The second class is from the patients themselves, who are often much more active with data entry. You can get a patient to put down every day how they’re feeling. They’re often willing to put in details every day: that they drank less water one day, for example. Those things are important.
It’s like a needle in a haystack as far as what it is that’s actually able to help.
Then we’ll use an app to capture the data.
It all goes into the data resource core: the DRC. That’s what I lead, along with Chief of Biostatistics at Massachusetts General Hospital Andrea Foulkes and Dr.

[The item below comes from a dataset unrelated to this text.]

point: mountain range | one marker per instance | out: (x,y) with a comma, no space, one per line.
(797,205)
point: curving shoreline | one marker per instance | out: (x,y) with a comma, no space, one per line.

Elizabeth Karlson, director of rheumatic disease epidemiology at Brigham and Women’s Hospital.
If you really want a great thing, put together a biostatistician, an informatics person and an epidemiologist. Those skill sets come together nicely to form a cohesive plan.
Q: Are all your study sites using the same EHR vendors?
A: No. The plan is to get all this data filtering down to the DRC, where it can all be made interoperable.
The way we do that is put it into a data meta-model called i2b2, or Informatics for Integrating Biology and the Bedside – a project that’s been going on for over 15 years. What that does is it creates a place where data can all fit together. And then you can query it with web-based query tools and see what kinds of data you have, and what kinds of patients have which symptoms.
Generally, what you have to do is get the data out of the EHR, manipulate it so it fits in the i2b2 and transport it to the DRC. And we do it all without keeping the name of the patient.
Q: I know this is a four-year study. What do your time line goals look like?
A: They’re actively trying to recruit their first patient by September 1. This is extremely aggressive. Normally it would be a year before you recruit your first patient.
We meet almost every day. It’s a very aggressive time line. But that’s the goal, because we need to figure out what we can do for our patients. The longer this goes on, the more disabled patients are going to be. You can see the impact something like this is going to have on our entire economy.
As far as we can tell, 10-15% of people who have had COVID are getting these kinds of symptoms. We’re really talking about quite an enormous number of patients going to be having this problem.
It’s going to have an incredible impact. There’s a lot of angst to get in there and do something about it.
This interview has been edited and condensed for clarity.